His book of translations of Ho Xuan Huong’s works called Spring Essence: The Poetry of Ho Xuan Huong garnered great interest when it came out in the year 2000.
Though he made the translations from modern Vietnamese language as well as the French translation by Maurice Durand and with help from Vietnamese Professor Nguyen Quang Hong and scholar Dao Thai Ton, her work showed him the possibility that there was much more literature written in nom that deserved to be brought to world attention. With the IT experts James Do Ba Phuoc, Ngo Thanh Nhan and later Ngo Trung Viet, he started the Vietnamese Nom Preservation Foundation to open worldwide access to all the poetry, history, religion medicine, royal decrees written in nom, which can be read by fewer than 100 scholars throughout the world.

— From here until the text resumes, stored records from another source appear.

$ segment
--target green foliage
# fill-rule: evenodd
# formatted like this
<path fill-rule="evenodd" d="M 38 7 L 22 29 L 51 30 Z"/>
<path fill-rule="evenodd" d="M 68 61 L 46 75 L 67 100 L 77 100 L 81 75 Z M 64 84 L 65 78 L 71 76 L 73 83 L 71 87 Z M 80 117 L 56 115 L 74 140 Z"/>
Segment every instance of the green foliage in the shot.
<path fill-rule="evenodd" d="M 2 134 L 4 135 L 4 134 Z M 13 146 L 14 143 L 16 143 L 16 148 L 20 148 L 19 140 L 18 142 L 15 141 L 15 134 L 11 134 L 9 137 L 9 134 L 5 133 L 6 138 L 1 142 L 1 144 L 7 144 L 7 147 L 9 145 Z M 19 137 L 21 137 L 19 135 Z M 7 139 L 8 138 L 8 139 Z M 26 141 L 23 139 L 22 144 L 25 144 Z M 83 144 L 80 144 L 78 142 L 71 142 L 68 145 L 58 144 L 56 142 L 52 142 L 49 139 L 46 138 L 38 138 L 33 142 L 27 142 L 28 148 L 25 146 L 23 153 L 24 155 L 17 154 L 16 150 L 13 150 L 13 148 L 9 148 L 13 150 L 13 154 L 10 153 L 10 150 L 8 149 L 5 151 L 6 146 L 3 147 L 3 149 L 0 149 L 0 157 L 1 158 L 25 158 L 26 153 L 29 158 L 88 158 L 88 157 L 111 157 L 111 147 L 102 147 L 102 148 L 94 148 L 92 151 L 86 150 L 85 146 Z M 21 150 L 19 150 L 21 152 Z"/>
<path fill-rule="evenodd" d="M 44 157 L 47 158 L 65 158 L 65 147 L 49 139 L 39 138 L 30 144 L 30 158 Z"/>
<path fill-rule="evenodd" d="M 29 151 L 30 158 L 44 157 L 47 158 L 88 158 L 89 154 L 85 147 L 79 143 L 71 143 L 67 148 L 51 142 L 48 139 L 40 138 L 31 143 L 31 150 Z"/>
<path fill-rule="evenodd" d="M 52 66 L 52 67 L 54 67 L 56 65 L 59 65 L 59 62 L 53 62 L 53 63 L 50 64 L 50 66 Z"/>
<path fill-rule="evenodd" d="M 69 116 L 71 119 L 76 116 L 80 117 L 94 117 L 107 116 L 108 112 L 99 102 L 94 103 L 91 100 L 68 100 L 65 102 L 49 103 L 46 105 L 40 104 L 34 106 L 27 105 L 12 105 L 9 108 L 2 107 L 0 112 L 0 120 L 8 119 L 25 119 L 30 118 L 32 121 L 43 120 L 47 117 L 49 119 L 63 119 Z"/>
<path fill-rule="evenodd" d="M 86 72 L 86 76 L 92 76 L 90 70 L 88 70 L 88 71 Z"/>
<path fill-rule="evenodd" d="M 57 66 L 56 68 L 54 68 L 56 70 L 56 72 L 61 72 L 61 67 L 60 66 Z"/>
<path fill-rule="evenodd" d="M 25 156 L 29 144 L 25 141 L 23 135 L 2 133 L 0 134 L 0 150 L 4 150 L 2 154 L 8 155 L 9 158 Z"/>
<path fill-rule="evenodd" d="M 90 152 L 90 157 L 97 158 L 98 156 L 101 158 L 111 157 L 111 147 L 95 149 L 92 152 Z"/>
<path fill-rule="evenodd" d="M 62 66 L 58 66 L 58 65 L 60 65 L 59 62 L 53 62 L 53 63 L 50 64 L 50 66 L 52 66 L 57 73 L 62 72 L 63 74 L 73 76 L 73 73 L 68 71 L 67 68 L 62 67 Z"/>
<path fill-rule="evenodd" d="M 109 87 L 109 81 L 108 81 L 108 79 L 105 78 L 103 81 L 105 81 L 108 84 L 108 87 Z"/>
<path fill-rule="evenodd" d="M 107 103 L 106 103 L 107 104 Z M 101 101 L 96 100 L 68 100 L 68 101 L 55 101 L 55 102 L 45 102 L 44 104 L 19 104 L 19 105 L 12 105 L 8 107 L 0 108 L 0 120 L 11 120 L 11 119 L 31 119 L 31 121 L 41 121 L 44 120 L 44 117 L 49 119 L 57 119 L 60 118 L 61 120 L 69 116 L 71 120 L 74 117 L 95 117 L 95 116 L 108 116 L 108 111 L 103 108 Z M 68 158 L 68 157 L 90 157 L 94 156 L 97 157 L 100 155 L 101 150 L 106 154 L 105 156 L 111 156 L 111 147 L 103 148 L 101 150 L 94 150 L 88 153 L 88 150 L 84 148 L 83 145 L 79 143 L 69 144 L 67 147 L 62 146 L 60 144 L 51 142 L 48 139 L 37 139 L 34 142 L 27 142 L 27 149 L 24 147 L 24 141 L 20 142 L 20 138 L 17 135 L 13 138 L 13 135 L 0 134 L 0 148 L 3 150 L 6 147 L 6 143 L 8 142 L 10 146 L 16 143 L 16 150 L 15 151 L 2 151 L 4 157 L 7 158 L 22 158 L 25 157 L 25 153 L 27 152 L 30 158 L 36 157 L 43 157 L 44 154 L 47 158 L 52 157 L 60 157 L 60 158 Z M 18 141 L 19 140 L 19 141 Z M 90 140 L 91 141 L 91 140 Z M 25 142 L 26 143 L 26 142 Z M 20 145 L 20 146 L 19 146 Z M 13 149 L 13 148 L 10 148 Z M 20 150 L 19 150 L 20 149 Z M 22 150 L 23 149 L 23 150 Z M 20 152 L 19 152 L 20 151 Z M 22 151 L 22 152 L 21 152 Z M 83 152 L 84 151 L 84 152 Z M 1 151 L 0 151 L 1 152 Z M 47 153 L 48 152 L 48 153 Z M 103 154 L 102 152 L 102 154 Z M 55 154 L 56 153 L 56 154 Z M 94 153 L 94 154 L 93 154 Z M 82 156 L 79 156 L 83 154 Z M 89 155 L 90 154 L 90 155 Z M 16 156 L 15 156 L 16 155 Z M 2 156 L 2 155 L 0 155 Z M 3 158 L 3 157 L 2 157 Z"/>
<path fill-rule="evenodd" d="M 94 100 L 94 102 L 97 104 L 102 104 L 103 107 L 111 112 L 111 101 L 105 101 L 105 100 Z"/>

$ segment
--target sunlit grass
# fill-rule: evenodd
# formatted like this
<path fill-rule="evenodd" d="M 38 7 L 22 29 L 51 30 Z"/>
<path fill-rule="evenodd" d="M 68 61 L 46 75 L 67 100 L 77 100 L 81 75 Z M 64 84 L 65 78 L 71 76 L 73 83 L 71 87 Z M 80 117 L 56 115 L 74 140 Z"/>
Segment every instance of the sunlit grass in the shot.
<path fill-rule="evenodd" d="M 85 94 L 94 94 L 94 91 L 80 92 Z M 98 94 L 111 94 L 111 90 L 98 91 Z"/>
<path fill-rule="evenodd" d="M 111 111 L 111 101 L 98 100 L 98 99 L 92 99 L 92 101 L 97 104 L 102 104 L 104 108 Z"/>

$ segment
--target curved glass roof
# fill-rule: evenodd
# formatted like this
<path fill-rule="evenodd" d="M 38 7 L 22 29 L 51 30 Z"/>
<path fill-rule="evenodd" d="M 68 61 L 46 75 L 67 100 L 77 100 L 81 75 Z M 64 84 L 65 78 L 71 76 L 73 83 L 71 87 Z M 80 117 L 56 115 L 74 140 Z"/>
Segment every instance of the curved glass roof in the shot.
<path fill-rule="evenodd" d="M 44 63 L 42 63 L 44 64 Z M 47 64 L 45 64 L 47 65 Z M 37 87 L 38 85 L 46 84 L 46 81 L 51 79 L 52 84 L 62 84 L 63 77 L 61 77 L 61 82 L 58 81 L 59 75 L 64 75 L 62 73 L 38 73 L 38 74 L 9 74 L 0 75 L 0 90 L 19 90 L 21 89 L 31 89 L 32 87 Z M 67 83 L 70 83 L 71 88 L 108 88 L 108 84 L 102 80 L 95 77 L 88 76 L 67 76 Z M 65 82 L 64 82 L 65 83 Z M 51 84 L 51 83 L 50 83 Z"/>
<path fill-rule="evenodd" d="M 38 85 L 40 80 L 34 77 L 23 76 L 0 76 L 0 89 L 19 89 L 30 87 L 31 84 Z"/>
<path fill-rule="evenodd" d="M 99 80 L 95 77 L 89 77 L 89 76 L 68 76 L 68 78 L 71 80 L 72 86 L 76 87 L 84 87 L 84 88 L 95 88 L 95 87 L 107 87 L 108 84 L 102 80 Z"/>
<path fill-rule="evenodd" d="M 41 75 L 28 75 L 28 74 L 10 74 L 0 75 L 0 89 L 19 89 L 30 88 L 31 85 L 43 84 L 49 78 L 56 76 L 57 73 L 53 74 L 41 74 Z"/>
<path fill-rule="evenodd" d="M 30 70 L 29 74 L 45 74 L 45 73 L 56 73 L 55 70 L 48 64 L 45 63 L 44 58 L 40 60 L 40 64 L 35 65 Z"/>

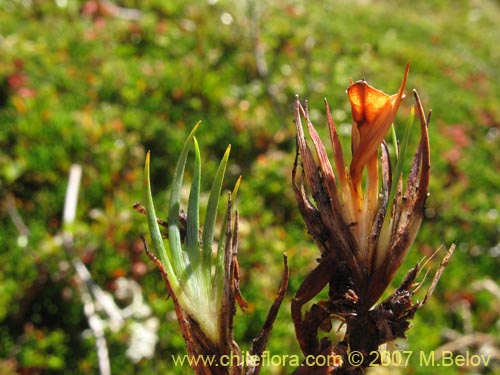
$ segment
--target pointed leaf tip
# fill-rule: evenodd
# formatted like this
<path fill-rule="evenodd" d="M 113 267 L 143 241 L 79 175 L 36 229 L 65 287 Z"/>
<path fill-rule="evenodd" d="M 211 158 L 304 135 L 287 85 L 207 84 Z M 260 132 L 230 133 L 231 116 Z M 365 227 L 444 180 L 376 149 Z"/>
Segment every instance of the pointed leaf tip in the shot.
<path fill-rule="evenodd" d="M 238 190 L 240 189 L 241 180 L 243 180 L 243 176 L 238 177 L 236 180 L 236 184 L 234 184 L 233 192 L 231 194 L 231 198 L 233 201 L 236 201 L 236 196 L 238 195 Z"/>
<path fill-rule="evenodd" d="M 212 253 L 212 243 L 214 240 L 214 229 L 217 217 L 217 207 L 219 205 L 220 193 L 222 190 L 222 183 L 224 180 L 224 175 L 226 173 L 226 167 L 229 159 L 229 152 L 231 151 L 231 145 L 226 148 L 226 152 L 222 157 L 219 168 L 215 174 L 212 189 L 208 197 L 207 211 L 205 214 L 205 223 L 203 224 L 203 238 L 202 238 L 202 264 L 203 268 L 210 272 L 211 268 L 211 253 Z"/>

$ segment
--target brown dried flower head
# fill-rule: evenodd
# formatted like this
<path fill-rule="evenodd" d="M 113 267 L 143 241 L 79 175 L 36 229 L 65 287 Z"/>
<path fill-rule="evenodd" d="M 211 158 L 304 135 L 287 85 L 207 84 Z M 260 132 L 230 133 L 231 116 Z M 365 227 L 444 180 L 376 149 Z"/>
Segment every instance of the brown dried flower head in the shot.
<path fill-rule="evenodd" d="M 409 66 L 394 95 L 377 90 L 364 80 L 351 82 L 347 89 L 353 116 L 349 165 L 325 101 L 335 171 L 311 123 L 307 105 L 304 108 L 298 99 L 295 103 L 298 153 L 293 183 L 299 208 L 322 258 L 344 264 L 358 303 L 366 309 L 380 298 L 413 243 L 427 196 L 427 119 L 415 91 L 420 143 L 404 190 L 402 173 L 398 174 L 401 149 L 397 147 L 398 163 L 394 168 L 384 142 L 404 98 L 408 71 Z M 302 117 L 315 155 L 306 141 Z M 297 176 L 299 156 L 302 178 Z M 331 275 L 324 275 L 316 288 L 323 288 L 329 281 Z"/>

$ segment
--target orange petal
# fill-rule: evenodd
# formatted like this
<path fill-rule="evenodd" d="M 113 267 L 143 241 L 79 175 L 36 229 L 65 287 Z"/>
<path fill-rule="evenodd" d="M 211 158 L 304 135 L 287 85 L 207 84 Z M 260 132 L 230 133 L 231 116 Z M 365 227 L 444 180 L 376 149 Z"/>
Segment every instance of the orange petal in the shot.
<path fill-rule="evenodd" d="M 370 86 L 366 81 L 357 81 L 347 89 L 351 102 L 352 117 L 358 129 L 375 121 L 380 111 L 391 99 L 385 92 Z"/>
<path fill-rule="evenodd" d="M 356 144 L 352 144 L 353 158 L 350 166 L 350 174 L 355 188 L 359 188 L 361 173 L 373 154 L 385 138 L 391 123 L 396 116 L 403 90 L 408 76 L 409 66 L 406 67 L 405 75 L 399 91 L 395 95 L 387 95 L 370 86 L 366 81 L 353 83 L 348 89 L 351 102 L 354 127 L 359 132 Z"/>

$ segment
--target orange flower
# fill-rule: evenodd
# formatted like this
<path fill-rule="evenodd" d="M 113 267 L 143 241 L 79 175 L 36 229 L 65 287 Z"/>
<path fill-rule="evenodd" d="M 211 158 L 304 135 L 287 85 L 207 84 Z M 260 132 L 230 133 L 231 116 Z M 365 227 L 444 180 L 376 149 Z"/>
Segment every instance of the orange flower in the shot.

Since its establishment in 2009, the foundation has praised nine Vietnamese scholars and one Japanese scholar for their efforts in preserving the ancient writing system of Vietnam.
Balaban said he remembered three words that a monk gave him long time ago: Thien, Dia, Nhan (Heaven, Land, People) and he used those words to describe Vietnam and Vietnamese culture, which is a general harmony between the three factors of the universe.
Bookworm: Prof Balaban poses with a copy of his book on Vietnamese ca dao that he finds at a bookstore in Hanoi. VNS Photo Hong Van
"I find him a person with special love for Vietnam from a very young age," said Ngo Trung Viet, a retiree from the Viet Nam Science & Technology Institute and a close friend of Prof Balaban since 1999. "His translations of Vietnamese folk songs and Ho Xusn Huong’s poems have been highly appreciated by both international and Vietnamese scholars.
“He is also an intellectual with good capability to connect experts from various fields to work for a purpose, like for the Vietnamese Nom Preservation Foundation," he added. "He has really done a lot for Vietnamese literature."
Mentioning the changes of Vietnam over the time, Balaban noted that the country’s colour palette seemed to have shifted from the grey necessities of nation at war to the vibrant hues of a fast-evolving and diverse country.
At 74, Balaban said he was afraid that this would be his final visit to Vietnam.
"I just retired from teaching as a university professor. I am working on a new book of poetry, my own,” he said.
Looking at his eyes and listening to him reciting Vietnamese folk songs, one could not help believing that he will keep thinking of Vietnam until his last gasps.